In einem der ersten Kapitel von „Einfach leben“ ist ein Zitat von Hape Kerkeling zu lesen: „Jeder Mensch sucht nach Halt. Dabei liegt der einzige Halt im Loslassen.“ Woher kommt diese Sehnsucht, minimalistisch zu leben?

Lina Jachmann: Das Zitat von Hape Kerkeling entstand, nachdem er den Jakobsweg gepilgert ist – mit allen Habseligkeiten auf dem Rücken. Auf den ersten Blick klingt es paradox, „Halt“ und „Loslassen“ scheinen einander zu widersprechen. Tatsächlich erleben viele von uns einen materiellen Reichtum oder sogar Überfluss, der bis hin zum achtlosen Verschwenden von Ressourcen reichen kann. Die Gegenbewegung ist der grüne, nachhaltige Minimalismus basierend auf einer einfachen Erkenntnis: Die wichtigen Dinge im Leben sind keine Dinge.
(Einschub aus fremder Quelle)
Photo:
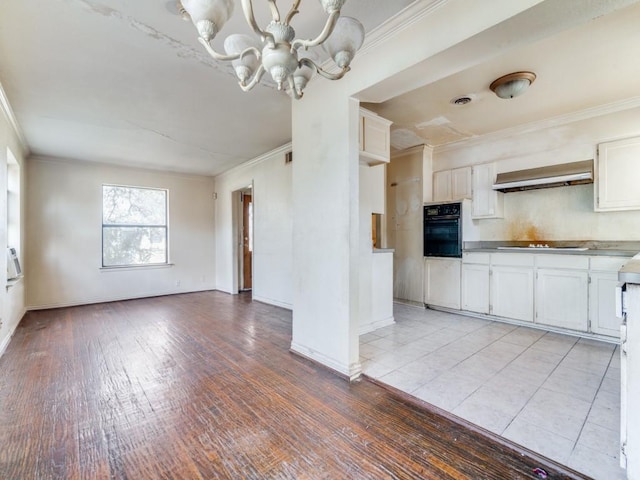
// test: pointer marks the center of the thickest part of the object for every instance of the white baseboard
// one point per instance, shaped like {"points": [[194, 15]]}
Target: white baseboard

Nun gibt es den Praxis-Coach zum Buch: Wie unterscheidet er sich zu „Einfach leben“?

Jachmann: „Einfach leben“ ist der Inspirationsgeber – randvoll mit Interviews, Homestorys, Anregungen und Tipps. Der Praxis-Coach nimmt die Leser und Leserinnen in kleinen Schritten an die Hand und hilft dabei, das Thema Minimalismus konkret umzusetzen und ins Handeln zu kommen. Der Coach ist das Workbook, mit dem die Leser_innen sich das Thema ganz individuell erschliessen können. Er hilft dabei, das eigene „Warum“ zu finden, Klarheit zu bekommen und bei der Stange zu bleiben. Ich wurde oft gefragt: „Kannst du nicht zu mir nach Hause kommen und mich bei meinem Minimalismus-Prozess begleiten?“. Natürlich möchte ich gerne persönlich coachen – damit das zeitlich klappt, habe ich den „Einfach leben – Praxis-Coach“ geschrieben.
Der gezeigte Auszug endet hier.